GPUStack

Posted on Jun 30

GPUStack v2.2: From Model Serving to Token Operations, from Compute Pooling to GPU-as-a-Service

#ai #llm #opensource

Deploying a model and bringing it online is only the starting point of AI service delivery.

As large language model applications move into scaled production, AI infrastructure is entering an inevitable phase of maturity — from simply being able to run to becoming operations-ready.

This shift is not just about adding more features. It reflects an evolution in platform positioning: from reliably serving inference workloads to becoming the infrastructure foundation that can truly support enterprise AI service delivery.

At this stage, the core challenge lies in advancing two areas in parallel: model serving must deliver operations-grade reliability and visibility, while compute management must expand from “serving inference workloads” to “unified allocation of the diverse resources required by AI.”

GPUStack v2.2 continues to move deeper in both directions: model serving is evolving from available to operations-ready, while compute management is extending from unified scheduling to on-demand services.

Deepening Support for Model Inference Scenarios and Lifecycle Management

The stability of model serving is not only a deployment-stage concern. After an instance starts running, issues such as OOM errors, hanging inference requests, and silent process crashes are often the more common problems in production environments.

Previously, GPUStack’s health checks mainly covered the startup phase.
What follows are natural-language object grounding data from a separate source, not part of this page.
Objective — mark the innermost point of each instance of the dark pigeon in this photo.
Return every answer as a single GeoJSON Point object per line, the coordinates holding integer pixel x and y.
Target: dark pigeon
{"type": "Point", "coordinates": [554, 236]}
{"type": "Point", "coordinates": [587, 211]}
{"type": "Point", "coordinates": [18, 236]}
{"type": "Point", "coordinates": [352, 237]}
Once an instance started successfully, the platform had no way to detect issues that occurred later. Faulty instances could remain in the service pool and continue receiving traffic, resulting in silent failures that would only be addressed after someone noticed and handled them manually.

In v2.2, health probing is extended across the entire runtime lifecycle. The platform continuously checks the actual inference capability of each instance. When an abnormal instance is detected, it is immediately removed from the service pool and automatically restarted. Once recovered, it is automatically added back. Service availability is now proactively maintained by the platform, rather than relying on manual inspections or user reports.

Troubleshooting capabilities have also been systematically enhanced. In production environments, what teams often need most is a complete record of what happened at the time of failure. Previously, this meant logging into the terminal and manually checking logs. v2.2 introduces three types of log access:

Historical logs before restart, allowing you to view the complete output before an instance crashed, instead of losing access to past failure logs after a restart;

Distributed sub-instance logs, allowing you to inspect the output of each node separately in multi-node deployments and quickly identify where the issue occurred;

Ray container logs, allowing you to view Ray container logs directly in the UI without troubleshooting through terminal commands.

Most production troubleshooting workflows can now be completed end to end within the GPUStack UI.

For distributed inference, v2.2 introduces vLLM MP auto-distributed mode.

Previously, GPUStack only supported Ray-based auto-distributed vLLM deployments. MP-based distributed deployments had to be configured manually, and GPUStack could not automatically spin up all distributed instances.

With the rapid evolution of vLLM, the new MP-based distributed mode offers clear advantages over Ray-based auto-distributed deployments in terms of operational overhead and inference performance.

Users can now choose the vLLM auto-distributed deployment strategy that best fits their needs.

Another notable update is support for Multi-LoRA.

In enterprise environments, fine-tuning models for different business scenarios is a common requirement. Previously, each LoRA Adapter had to run as a separate model instance, causing GPU memory overhead to grow linearly with the number of tasks and leading to significant resource waste.

With v2.2, multiple LoRA Adapters can be mounted to the same base model instance and switched dynamically. This allows the same hardware to support more fine-tuned tasks while significantly improving GPU memory utilization.

Token Usage Governance for Model Services

Models may be running, but where exactly are tokens being consumed? This question may not be obvious at an early stage with limited usage. But once multiple teams and applications start sharing the same platform, it quickly becomes an operational pain point.

GPUStack previously supported usage statistics by model and by user, helping teams understand overall consumption trends.

However, these two dimensions were not sufficient for precise attribution.

When different applications and business lines share multiple keys under the same user account, usage cannot be clearly separated, making cost accounting difficult to perform.

v2.2 introduces usage statistics at the API Key level. Token consumption for each key is metered independently, allowing administrators to clearly see which caller is consuming what, and how much. This provides a direct basis for cross-team cost attribution and quota management.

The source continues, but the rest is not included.